To obtain the protein sediment, cells were lysed in RIPA buffer at 4℃ for 30 min and centrifuged at 15,000 g for 15 min. Protein specimens were subsequently separated by SDS-polyacrylamide gel electrophoresis (SDS–PAGE) and transferred to PVDF membranes. The membranes were incubated with primary antibodies against Caspase-1 (1:1000 dilution), IL-1β (1:1,000 dilution), ASC (1:500 dilution), NLRP3 (1:500 dilution), GSDMD (1:1,000 dilution), IL-18 (10,663, 1:5000 dilution), and β-actin (1:5,000 dilution) overnight at 4 °C, followed by a 1-hour secondary antibody incubation (1:6,000 dilution) at room temperature. After washing, visualization was finally performed with ECL kit.
Reactive oxygen species (ROS) detection
To detect cellular total ROS, DCFH-DA staining was carried out as previously described . Treated and untreated cells were incubated with DCFH-DA staining solution (10 µmol/L) at 37 °C for 20 min. Subsequently, cells were washed three times with PBS to stop the reaction. Finally, images were captured using a fluorescence microscope, and the difference in fluorescence intensity was compared.

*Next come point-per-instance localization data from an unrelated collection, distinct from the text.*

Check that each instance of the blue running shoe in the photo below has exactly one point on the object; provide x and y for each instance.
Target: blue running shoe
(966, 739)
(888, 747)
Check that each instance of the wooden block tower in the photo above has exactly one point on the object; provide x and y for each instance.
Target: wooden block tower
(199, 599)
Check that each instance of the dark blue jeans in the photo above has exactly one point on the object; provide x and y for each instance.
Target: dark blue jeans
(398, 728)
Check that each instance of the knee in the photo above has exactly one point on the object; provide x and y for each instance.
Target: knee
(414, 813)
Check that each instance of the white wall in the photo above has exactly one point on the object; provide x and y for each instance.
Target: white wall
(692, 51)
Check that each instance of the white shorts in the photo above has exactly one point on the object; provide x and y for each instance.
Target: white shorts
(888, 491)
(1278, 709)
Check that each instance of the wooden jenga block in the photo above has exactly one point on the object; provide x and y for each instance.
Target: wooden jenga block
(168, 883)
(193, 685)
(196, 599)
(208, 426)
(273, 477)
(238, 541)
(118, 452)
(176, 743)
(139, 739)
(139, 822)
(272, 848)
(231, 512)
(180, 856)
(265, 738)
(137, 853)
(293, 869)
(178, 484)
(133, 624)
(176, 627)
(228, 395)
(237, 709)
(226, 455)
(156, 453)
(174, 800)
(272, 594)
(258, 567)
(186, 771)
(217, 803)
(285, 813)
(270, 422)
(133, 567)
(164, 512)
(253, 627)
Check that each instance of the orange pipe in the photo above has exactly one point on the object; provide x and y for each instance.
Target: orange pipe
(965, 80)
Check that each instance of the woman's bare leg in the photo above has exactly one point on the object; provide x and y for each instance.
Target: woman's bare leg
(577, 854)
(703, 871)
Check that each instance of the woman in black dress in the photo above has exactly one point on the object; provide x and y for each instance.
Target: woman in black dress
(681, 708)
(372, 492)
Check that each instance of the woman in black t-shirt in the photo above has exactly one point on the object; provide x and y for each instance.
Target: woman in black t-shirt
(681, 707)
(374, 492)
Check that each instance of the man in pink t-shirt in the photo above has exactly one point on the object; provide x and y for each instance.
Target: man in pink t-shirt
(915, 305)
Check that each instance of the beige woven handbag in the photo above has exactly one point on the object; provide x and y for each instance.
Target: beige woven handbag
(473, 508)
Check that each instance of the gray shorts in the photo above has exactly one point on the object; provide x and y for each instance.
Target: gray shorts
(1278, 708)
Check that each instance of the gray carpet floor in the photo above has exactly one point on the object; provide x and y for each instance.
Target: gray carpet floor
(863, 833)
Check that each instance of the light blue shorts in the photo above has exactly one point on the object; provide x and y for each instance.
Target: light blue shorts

Fixed cells were permeabilized with 0.5% triton in PBS for 10 min followed by gently washing thrice. Then, cells were blocked with 3% BSA in PBST (0.1% triton in PBS) for 1 h at room temperature. Cells were subsequently incubated with the primary antibody (1:50 dilution) diluted in the blocking buffer for 2 h. After 3-times washing with PBST, cells were incubated with the secondary antibody (1:1,000 dilution) diluted in the blocking buffer for 1 h in the dark followed by staining of nuclei with DAPI for 5 min. The stained images were finally captured by the fluorescence microscope and analyzed by Image J software.
Male BALB/c nude mice (4-week-old) were purchanced from Hunan SJA Laboratory Animal Co., Ltd (Changsha, China). HCT116 cells (3 × 105 cells/200 µL/mouse) were subcutaneously injected into the left axilla of mice. After tumor formation, these mice were randomly divided into two groups, and given intragastric administration every day for three weeks with 0.9% saline (sham group) and 10 mg/kg simvastatin (simvastatin group). The tumor size was roughly measured twice a week. After 28 days, mice were sacrificed after intraperitoneal injection of 150 mg/kg pentobarbital sodium, and the isolated tumors were weighed and dissected into three parts for subsequent experiments. One part was fixed with formaldehyde and embedded by paraffin for hematoxylin & eosin (H&E) staining, another part was lysed with lysis buffer for western blot, and the other part were used to check ROS levels by DCFH-DA. For ROS detection, mixture of cells from two groups of tumors without DCFH-DA incubation served as the control. All operations involving animals were approved by the ethics committee of hunan cancer hospital (KYJJ-2022-233).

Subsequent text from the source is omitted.